In 2022, five Central European countries had budget deficits exceeding the agreed limit of 3%, which continue to adversely affect the stability of their public finance sectors. According to Eurostat data, the greatest threat to stability occurred in Hungary and Romania. Forecasts from the European Commission suggest that the stability of public finance in Hungary in 2024 will be moderate. However, considering the low unemployment rate, it can be acknowledged that the expansive fiscal policy has yielded positive results. In Romania, despite high economic growth, an excessive budget deficit is observed, which may suggest an overly expansive fiscal policy. Additionally, Romania has weak employment growth prospects, which may limit further economic development, and a further issue is the negative trade balance.

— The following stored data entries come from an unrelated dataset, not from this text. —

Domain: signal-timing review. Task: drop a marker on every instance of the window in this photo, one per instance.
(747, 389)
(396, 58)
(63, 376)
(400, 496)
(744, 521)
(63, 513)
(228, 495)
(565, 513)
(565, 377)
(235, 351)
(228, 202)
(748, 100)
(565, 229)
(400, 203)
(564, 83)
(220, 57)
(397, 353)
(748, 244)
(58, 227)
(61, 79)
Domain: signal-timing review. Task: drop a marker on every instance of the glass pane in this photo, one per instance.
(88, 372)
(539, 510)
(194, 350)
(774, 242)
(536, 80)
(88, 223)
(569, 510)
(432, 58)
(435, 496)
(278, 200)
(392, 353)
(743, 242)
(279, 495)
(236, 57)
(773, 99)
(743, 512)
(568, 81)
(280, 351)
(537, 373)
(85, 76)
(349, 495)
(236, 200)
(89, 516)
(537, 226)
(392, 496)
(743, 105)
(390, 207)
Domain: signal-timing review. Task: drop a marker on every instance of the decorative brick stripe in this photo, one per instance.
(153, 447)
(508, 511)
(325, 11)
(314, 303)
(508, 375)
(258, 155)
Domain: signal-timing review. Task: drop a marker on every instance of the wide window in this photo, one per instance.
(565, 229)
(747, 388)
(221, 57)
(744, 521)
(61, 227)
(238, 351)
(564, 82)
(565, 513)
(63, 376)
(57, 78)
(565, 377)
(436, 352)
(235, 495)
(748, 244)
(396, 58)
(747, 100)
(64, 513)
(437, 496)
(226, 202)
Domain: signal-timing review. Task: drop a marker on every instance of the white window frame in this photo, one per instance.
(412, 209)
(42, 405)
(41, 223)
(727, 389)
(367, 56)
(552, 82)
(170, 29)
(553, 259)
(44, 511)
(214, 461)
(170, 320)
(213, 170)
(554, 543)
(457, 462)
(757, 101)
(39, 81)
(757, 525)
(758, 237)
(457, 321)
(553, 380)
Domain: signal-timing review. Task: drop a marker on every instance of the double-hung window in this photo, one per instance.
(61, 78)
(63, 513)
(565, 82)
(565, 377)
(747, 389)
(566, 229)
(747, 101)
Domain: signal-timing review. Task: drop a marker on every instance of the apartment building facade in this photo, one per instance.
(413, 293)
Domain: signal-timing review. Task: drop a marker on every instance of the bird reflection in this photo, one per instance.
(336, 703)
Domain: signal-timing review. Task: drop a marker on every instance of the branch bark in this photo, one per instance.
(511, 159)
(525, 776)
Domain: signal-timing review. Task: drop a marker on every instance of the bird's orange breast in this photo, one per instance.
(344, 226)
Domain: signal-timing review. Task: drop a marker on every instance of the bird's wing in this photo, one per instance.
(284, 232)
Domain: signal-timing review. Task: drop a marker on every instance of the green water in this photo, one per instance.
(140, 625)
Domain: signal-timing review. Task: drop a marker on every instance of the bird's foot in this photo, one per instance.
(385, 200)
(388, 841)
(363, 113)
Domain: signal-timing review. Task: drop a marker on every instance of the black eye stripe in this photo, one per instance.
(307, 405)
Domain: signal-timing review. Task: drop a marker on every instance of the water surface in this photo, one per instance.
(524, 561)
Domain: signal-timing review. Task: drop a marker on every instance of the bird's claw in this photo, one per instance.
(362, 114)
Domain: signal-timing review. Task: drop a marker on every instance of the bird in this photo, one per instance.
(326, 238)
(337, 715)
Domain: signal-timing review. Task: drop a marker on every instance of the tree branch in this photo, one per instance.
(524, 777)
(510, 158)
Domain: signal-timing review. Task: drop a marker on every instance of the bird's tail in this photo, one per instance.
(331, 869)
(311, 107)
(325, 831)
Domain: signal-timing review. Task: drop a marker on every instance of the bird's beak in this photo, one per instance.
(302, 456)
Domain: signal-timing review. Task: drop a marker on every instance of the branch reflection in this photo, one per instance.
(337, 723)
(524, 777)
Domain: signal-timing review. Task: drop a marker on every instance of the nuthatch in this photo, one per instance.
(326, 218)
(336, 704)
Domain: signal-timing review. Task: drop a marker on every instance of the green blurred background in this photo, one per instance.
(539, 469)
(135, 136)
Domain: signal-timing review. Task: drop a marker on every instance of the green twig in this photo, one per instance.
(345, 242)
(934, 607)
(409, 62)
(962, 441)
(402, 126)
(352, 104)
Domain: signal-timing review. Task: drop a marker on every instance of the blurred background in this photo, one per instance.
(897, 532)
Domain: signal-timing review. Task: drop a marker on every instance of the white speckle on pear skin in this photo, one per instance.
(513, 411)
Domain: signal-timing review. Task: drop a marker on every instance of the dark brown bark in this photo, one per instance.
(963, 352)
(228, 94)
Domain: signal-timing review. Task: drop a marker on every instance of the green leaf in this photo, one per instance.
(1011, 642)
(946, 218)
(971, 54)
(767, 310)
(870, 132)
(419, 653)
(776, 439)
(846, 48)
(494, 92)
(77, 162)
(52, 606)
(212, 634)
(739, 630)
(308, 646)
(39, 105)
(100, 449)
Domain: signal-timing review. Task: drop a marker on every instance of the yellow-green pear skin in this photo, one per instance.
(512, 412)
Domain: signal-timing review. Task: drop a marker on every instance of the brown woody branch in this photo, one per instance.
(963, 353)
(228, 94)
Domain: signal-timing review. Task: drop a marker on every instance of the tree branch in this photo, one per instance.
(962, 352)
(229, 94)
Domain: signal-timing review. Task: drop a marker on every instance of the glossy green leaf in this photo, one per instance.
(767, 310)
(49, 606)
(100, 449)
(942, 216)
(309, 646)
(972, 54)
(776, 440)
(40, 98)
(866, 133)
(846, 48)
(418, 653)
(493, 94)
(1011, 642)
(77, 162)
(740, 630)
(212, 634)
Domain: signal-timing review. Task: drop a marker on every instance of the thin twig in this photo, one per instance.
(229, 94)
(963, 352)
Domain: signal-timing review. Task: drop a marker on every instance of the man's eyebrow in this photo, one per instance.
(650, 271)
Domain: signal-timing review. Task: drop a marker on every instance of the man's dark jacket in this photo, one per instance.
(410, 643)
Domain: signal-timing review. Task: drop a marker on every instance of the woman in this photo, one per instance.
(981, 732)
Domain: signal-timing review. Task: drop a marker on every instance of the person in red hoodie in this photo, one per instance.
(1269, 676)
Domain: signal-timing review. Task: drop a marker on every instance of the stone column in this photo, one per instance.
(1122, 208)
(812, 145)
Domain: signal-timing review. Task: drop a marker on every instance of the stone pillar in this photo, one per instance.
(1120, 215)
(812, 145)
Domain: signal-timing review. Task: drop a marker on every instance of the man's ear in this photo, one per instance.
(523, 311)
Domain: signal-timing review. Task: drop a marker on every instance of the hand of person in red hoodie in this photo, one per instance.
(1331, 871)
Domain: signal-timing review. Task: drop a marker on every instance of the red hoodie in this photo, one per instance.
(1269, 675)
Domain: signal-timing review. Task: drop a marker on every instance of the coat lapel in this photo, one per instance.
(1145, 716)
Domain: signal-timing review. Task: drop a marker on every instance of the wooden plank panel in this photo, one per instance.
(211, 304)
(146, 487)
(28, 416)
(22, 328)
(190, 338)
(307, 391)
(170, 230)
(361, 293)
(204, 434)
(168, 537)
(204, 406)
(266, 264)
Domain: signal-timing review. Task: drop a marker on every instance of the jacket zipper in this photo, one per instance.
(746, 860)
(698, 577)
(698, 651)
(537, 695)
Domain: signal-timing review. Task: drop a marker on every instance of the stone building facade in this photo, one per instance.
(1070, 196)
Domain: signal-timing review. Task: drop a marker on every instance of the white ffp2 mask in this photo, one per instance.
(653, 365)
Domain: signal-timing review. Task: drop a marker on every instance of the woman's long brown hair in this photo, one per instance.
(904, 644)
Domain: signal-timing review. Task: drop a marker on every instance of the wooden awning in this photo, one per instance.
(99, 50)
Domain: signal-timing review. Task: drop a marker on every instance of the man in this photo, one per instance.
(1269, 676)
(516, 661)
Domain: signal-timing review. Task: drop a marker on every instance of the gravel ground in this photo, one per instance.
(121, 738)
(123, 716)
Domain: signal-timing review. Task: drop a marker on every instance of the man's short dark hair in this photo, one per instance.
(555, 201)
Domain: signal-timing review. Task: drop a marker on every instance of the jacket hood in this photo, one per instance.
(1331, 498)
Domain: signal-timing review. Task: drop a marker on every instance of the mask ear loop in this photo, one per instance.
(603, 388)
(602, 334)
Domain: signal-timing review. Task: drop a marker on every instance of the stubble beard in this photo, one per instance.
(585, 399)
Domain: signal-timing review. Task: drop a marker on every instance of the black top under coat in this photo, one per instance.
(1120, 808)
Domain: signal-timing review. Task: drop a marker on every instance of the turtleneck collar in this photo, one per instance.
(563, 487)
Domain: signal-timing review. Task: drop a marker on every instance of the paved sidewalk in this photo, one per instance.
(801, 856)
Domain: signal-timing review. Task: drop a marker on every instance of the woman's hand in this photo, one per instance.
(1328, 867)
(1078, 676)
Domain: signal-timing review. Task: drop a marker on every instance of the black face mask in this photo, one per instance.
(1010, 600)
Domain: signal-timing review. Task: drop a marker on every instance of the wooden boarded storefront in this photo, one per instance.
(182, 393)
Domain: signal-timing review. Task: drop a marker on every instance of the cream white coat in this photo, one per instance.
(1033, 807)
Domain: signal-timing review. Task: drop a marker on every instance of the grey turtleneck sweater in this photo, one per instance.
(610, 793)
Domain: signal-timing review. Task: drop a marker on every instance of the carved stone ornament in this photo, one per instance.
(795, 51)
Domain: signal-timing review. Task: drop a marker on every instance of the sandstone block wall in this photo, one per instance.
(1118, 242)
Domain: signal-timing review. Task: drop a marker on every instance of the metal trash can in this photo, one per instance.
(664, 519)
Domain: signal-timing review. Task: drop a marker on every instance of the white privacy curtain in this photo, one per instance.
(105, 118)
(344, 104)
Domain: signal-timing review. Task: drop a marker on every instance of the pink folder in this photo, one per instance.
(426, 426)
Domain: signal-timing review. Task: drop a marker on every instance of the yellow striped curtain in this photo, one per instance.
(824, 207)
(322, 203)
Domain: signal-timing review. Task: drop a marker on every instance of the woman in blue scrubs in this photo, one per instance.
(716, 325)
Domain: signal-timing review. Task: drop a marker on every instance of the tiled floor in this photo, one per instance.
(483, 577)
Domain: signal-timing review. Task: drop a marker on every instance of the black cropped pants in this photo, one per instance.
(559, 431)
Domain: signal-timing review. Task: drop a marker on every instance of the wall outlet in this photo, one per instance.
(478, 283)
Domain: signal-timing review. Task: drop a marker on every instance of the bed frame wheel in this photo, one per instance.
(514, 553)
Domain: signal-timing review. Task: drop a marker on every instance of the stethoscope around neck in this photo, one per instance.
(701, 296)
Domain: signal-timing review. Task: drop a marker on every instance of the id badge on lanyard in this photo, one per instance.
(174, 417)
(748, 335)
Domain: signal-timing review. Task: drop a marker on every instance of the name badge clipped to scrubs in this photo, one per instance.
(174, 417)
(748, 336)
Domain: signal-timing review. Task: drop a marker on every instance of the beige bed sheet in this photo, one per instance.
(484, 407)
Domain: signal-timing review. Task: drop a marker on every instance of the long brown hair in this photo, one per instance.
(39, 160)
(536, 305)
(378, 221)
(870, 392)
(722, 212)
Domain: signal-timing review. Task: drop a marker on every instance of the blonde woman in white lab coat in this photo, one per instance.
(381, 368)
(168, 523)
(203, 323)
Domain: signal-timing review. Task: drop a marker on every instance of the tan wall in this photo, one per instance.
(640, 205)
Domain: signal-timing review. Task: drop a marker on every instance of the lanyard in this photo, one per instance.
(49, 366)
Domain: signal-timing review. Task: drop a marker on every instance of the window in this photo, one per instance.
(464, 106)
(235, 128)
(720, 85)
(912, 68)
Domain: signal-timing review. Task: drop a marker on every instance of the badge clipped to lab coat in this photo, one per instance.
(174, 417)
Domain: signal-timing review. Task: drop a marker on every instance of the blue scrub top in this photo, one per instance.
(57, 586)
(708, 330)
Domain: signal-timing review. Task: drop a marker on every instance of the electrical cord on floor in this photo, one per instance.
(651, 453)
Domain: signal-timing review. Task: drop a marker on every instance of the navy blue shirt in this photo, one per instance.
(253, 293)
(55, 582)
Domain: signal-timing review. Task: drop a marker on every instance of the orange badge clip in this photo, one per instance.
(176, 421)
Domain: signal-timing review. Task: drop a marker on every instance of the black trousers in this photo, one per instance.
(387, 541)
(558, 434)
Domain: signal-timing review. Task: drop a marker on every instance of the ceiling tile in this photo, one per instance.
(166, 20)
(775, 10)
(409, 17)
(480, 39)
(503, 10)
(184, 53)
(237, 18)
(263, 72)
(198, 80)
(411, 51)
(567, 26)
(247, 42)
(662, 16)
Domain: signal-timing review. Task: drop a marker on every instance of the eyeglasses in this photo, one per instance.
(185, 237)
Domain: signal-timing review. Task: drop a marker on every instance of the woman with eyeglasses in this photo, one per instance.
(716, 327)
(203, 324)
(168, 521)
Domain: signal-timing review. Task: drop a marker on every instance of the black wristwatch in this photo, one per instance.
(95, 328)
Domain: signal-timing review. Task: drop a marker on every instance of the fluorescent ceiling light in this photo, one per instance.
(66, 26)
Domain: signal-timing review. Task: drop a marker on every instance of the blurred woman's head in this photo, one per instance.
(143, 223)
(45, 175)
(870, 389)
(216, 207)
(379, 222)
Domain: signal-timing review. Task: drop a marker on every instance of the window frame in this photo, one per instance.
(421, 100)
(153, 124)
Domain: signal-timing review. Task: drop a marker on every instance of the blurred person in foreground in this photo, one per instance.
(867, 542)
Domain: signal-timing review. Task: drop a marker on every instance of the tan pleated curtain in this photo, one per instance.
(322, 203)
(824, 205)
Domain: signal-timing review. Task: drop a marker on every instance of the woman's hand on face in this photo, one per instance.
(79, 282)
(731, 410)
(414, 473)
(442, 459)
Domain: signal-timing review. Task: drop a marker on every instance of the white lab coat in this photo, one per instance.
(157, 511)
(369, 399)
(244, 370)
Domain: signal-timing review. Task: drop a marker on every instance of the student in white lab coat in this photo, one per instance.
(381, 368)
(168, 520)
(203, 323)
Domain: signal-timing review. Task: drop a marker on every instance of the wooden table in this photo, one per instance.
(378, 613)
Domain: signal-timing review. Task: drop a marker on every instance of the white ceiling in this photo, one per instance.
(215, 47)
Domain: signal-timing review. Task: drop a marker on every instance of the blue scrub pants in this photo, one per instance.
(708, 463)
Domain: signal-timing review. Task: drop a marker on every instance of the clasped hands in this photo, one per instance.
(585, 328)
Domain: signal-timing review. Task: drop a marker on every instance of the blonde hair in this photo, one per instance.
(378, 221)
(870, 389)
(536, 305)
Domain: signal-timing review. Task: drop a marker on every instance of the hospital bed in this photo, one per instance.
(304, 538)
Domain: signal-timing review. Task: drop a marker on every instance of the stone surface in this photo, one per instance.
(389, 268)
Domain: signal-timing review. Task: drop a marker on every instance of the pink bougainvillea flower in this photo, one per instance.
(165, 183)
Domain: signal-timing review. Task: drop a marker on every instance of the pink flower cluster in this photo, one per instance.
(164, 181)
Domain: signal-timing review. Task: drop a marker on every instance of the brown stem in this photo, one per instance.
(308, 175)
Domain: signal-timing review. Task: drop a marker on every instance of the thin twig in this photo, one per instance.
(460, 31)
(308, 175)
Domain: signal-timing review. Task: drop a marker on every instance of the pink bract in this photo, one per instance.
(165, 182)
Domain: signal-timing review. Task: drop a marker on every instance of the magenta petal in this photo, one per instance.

Although the economic forecasts from the European Commission indicate that the gradual withdrawal from expansive fiscal policies will lead to a deficit reduction in the EU, the problem of excessive deficits will remain visible in Central European countries. It is worth drawing from the experiences of early 2010, which showed a certain tendency among economically developed countries. Most governments that vigorously stimulated their economies through expansive fiscal policy experienced large budget deficits. Consequently, in the following years, these same countries had to apply a more restrictive fiscal policy. This usually entailed government spending cuts and tax hikes. Moreover, when analysing the financial situation in Central European countries, special attention should be paid to those not belonging to the eurozone as their public finance stability and trade balances may be more exposed to risks associated with the foreign exchange market.